Pourquoi Nicolas Sarkozy a-t-il attaqué nommément la politique fiscale de la Suisse en concluant le G20 de Cannes? Pour le président français – futur candidat à sa succession – il s’agissait avant tout de cacher à son opinion publique la pauvreté des résultats dans l’éradication des paradis fiscaux, malgré ses multiples tartarinades. 

Attaquer les autres places financières du continent – Luxembourg ou Londres – aurait été trop inconfortable. Il est toujours délicat de vilipender un membre de l’Union européenne, qui peut se mettre en travers de la France lors de tractations internes à l’UE. 

Nicolas Sarkozy, ici au récent G20 à Cannes, critique la Suisse pour plaire à ses électeurs. Il révèle aussi les carences de la politique étrangère de la Confédération. (Keystone)

Quant à reprocher aux molosses chinois et américain leurs propres paradis fiscaux – Hongkong et Macao pour l’un, Delaware, Nevada et Wyoming pour l’autre –, vous n’y pensez pas! Le yorkshire helvète fait bien mieux l’affaire. Il a juste la bonne taille. Assez gras pour être dévoré par les médias internationaux, mais sans disposer d’une grande gueule garnie de crocs acérés. 

Les attaques contre le secret bancaire helvétique venant de dirigeants tels que Sarkozy sont d’autant plus hypocrites que les partis politiques et les grandes firmes françaises et autres y ont recouru dans un passé récent. Côté pile, on sollicite les banques helvétiques, côté face – j’allais écrire côté farce –, on les transforme en boucs émissaires. 
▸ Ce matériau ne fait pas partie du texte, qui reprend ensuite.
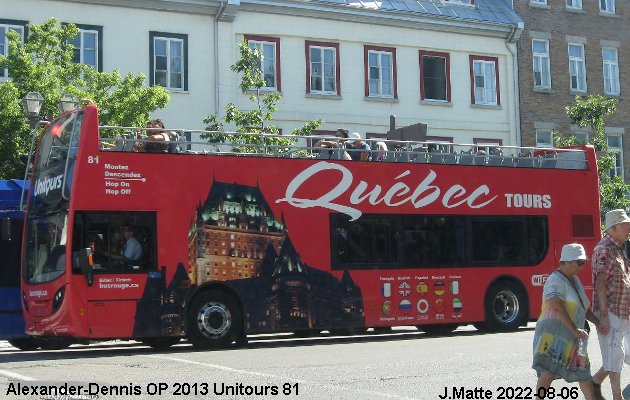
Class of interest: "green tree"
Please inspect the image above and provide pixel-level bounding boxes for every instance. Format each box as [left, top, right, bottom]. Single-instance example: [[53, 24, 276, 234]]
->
[[0, 18, 170, 179], [554, 95, 630, 215], [201, 40, 322, 153]]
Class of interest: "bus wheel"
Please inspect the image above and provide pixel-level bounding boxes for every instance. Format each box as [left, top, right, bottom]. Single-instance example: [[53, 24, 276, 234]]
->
[[141, 336, 181, 350], [188, 290, 242, 349], [8, 338, 38, 351], [485, 281, 527, 332], [416, 324, 459, 336]]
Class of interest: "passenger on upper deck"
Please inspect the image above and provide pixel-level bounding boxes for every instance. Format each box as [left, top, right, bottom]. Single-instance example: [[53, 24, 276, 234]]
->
[[372, 142, 387, 161], [348, 132, 371, 161], [135, 119, 179, 153], [315, 128, 351, 160]]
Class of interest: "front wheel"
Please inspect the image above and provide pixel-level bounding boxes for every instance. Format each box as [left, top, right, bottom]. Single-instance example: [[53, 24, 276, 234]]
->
[[485, 281, 527, 332], [188, 290, 243, 349]]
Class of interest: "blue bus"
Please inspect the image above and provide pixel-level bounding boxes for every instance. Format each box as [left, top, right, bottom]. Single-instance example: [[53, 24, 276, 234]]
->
[[0, 180, 38, 350]]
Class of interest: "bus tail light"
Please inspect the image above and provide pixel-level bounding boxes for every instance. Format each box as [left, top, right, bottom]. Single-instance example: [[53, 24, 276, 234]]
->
[[22, 292, 28, 312], [52, 286, 66, 313]]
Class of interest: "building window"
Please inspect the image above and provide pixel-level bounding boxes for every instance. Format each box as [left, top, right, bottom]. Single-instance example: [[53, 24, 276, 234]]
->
[[567, 0, 582, 10], [606, 134, 623, 178], [0, 19, 26, 80], [599, 0, 615, 14], [364, 46, 398, 98], [602, 47, 620, 95], [420, 51, 451, 102], [245, 35, 281, 92], [149, 32, 188, 91], [68, 24, 103, 71], [569, 43, 586, 92], [532, 40, 551, 89], [306, 41, 341, 96], [470, 56, 501, 105], [572, 132, 588, 144], [536, 129, 553, 147]]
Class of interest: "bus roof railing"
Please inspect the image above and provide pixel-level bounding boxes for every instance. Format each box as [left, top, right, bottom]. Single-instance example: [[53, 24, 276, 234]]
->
[[100, 126, 588, 170]]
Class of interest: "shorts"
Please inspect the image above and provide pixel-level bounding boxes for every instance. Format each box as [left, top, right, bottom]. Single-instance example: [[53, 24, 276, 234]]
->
[[597, 312, 630, 372]]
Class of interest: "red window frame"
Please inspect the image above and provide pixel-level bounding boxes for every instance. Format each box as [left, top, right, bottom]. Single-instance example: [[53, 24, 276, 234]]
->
[[245, 35, 282, 92], [363, 45, 398, 99], [469, 55, 501, 106], [418, 50, 451, 103], [304, 40, 341, 96]]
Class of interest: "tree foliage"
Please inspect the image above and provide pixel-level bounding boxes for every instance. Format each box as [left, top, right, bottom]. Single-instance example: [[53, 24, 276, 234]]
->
[[0, 18, 170, 179], [201, 40, 322, 153], [556, 95, 630, 215]]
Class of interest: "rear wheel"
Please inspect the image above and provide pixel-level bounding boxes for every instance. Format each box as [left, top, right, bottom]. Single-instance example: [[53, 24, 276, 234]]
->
[[8, 338, 38, 351], [484, 281, 527, 332], [188, 290, 243, 349]]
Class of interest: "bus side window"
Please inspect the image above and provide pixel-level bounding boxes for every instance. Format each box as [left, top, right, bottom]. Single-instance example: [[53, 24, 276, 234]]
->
[[73, 211, 157, 274]]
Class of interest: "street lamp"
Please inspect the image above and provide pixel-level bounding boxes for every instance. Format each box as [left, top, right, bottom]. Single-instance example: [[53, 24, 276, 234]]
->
[[22, 92, 44, 129], [22, 92, 44, 120], [59, 94, 80, 113]]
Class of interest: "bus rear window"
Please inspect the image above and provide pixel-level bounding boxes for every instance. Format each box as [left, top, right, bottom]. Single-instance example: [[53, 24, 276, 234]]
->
[[331, 214, 549, 269]]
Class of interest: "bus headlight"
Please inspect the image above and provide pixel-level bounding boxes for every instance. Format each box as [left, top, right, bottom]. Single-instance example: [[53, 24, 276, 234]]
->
[[53, 286, 66, 312]]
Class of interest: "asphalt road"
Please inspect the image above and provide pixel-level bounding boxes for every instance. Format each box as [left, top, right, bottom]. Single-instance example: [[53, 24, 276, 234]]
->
[[0, 324, 630, 400]]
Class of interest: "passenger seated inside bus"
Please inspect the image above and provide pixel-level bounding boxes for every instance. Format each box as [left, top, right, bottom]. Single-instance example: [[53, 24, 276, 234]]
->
[[109, 225, 142, 269]]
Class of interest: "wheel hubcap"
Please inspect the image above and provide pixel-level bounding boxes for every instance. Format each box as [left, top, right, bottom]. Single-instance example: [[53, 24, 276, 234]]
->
[[197, 302, 232, 338], [494, 290, 520, 324]]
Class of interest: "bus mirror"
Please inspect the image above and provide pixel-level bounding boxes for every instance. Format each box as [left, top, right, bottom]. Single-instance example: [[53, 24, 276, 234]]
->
[[79, 247, 94, 286], [0, 218, 11, 241]]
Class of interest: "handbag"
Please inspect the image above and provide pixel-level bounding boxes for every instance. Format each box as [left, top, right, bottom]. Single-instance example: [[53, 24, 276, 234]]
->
[[554, 270, 591, 333]]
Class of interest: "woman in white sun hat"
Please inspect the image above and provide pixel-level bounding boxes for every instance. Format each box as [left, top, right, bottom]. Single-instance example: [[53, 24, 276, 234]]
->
[[532, 243, 599, 400]]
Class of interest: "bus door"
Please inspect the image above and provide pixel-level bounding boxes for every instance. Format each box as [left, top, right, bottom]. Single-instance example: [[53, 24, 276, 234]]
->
[[73, 211, 165, 338]]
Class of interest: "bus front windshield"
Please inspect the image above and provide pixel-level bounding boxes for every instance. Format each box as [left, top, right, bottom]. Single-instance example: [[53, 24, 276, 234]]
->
[[23, 212, 68, 284]]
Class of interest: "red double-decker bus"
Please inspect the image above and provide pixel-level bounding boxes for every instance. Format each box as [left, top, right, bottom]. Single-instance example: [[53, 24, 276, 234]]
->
[[22, 105, 600, 348]]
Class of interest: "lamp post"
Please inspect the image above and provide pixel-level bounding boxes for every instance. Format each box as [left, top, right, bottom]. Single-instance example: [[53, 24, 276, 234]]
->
[[59, 94, 80, 113], [22, 92, 44, 129]]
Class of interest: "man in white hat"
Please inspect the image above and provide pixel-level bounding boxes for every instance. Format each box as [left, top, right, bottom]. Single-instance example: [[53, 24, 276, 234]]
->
[[591, 210, 630, 400], [348, 132, 371, 161]]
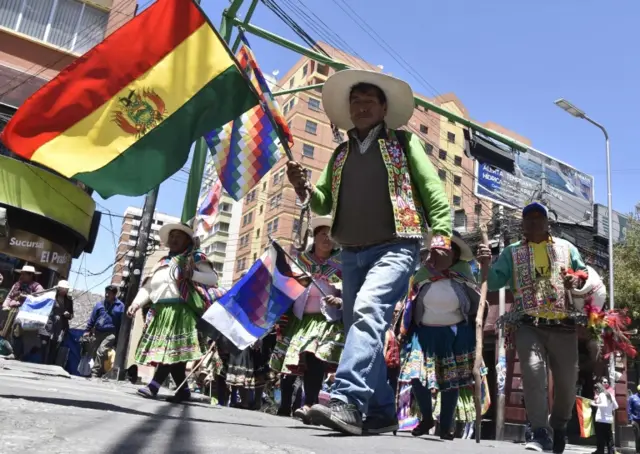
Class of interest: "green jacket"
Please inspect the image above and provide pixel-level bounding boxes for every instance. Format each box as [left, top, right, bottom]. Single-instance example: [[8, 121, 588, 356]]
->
[[311, 129, 452, 243]]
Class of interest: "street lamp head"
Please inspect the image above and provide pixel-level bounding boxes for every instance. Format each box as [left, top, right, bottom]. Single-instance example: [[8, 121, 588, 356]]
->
[[554, 98, 586, 118]]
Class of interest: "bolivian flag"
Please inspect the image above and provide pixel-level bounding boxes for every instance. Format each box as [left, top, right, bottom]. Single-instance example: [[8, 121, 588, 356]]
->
[[1, 0, 258, 198]]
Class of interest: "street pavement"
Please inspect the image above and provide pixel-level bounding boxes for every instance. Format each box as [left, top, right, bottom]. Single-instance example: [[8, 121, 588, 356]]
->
[[0, 359, 593, 454]]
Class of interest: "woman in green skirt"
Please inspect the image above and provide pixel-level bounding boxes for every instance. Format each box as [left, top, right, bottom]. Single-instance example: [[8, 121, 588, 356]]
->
[[127, 224, 218, 402], [270, 216, 344, 424]]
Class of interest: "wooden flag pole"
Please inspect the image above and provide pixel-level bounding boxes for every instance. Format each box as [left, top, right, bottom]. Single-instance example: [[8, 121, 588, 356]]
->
[[473, 224, 489, 443]]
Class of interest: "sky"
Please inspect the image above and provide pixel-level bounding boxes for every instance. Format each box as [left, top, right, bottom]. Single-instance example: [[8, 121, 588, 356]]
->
[[70, 0, 640, 293]]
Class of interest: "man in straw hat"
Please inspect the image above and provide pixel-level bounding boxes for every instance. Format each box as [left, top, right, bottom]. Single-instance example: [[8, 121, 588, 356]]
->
[[478, 202, 588, 453], [1, 265, 44, 359], [287, 70, 451, 435]]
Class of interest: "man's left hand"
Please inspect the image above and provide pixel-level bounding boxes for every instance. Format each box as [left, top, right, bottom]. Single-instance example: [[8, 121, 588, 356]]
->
[[427, 248, 453, 271], [561, 268, 580, 290]]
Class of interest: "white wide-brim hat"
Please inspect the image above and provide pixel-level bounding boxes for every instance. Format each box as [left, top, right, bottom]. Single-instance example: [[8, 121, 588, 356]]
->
[[158, 224, 193, 246], [14, 265, 42, 274], [322, 69, 415, 130], [422, 230, 474, 262]]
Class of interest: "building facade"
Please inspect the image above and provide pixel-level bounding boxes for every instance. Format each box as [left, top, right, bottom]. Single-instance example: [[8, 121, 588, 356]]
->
[[234, 43, 528, 281], [111, 207, 180, 287]]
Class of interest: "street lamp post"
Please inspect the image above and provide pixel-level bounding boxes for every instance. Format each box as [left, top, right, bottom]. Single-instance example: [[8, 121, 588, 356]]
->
[[555, 98, 615, 384]]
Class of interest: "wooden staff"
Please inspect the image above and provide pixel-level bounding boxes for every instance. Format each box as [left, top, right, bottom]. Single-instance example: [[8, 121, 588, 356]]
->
[[473, 224, 489, 443]]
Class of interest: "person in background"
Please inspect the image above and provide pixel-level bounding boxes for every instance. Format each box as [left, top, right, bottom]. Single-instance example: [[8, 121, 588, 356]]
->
[[270, 216, 344, 424], [127, 223, 218, 404], [591, 384, 618, 454], [287, 69, 452, 435], [38, 280, 73, 364], [84, 285, 124, 378], [627, 385, 640, 453], [478, 202, 589, 454], [2, 265, 44, 359]]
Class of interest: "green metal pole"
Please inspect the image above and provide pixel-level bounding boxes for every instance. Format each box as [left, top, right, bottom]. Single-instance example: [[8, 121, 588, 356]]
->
[[232, 18, 529, 152], [220, 0, 244, 43], [231, 0, 258, 54]]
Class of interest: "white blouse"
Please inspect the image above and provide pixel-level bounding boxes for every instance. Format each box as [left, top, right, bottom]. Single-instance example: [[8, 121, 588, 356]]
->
[[418, 279, 464, 326], [133, 262, 218, 306]]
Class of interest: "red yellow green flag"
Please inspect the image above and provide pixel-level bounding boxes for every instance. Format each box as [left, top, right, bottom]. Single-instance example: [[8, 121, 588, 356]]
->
[[1, 0, 258, 198], [576, 396, 595, 438]]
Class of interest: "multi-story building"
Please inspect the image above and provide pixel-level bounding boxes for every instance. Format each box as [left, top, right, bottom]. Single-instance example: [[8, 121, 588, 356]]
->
[[234, 43, 529, 280], [196, 160, 241, 287], [111, 207, 180, 287]]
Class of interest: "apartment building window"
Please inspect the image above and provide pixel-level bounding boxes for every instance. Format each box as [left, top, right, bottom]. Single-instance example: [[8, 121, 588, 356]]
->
[[453, 210, 467, 229], [304, 120, 318, 135], [0, 0, 109, 54], [213, 222, 229, 233], [302, 143, 315, 158], [308, 98, 320, 110], [267, 218, 278, 235], [273, 167, 284, 186], [269, 194, 282, 210]]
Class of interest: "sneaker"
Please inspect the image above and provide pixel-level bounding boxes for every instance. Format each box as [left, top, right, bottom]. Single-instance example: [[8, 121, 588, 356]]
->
[[524, 427, 553, 452], [362, 415, 400, 435], [411, 419, 435, 437], [308, 399, 362, 435], [553, 430, 567, 454]]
En fait, il n’y a aucune volonté politique réelle de supprimer tous les paradis fiscaux. Chacun veut conserver les siens bien au chaud tout en stigmatisant l’un ou l’autre de ces havres argentés, ce qui permet de se dresser, à peu de frais, en parangon de la transparence financière

L’absence d’une politique étrangère digne de ce nom devient un luxe que nous ne pouvons plus nous offrir. 

Devant cette situation, les pays anglo-saxons se frottent les mains en espérant que les clients étrangers des banques suisses – apeurés par le tintamarre sarkozyste – choisiront leurs propres établissements. Genève ne détient-elle pas la première place mondiale dans la gestion de fortune avec 27% des actifs gérés? Or Londres se situe au deuxième rang (24%) en embuscade et Luxembourg (14%), au troisième. 

A ce jeu-là, tout le monde y trouve son compte, sauf la Confédération bien entendu. Nicolas Sarkozy gonfle son jabot, ébouriffe ses plumes devant les électeurs français. Et les concurrents de la banque suisse se débarrassent d’un encombrant rival. Notre pays paie, une fois de plus, son isolement, alors que la mondialisation fait rage. L’absence d’une politique étrangère digne de ce nom devient un luxe que nous ne pouvons plus nous offrir. 

C’est entendu, l’existence des paradis financiers est une aubaine pour tous les fraudeurs. Et l’on voit avec la Grèce dans quel gouffre insondable la fraude peut faire plonger un pays. Mais jeter en enfer un seul paradis ne fera pas progresser la justice fiscale d’un iota.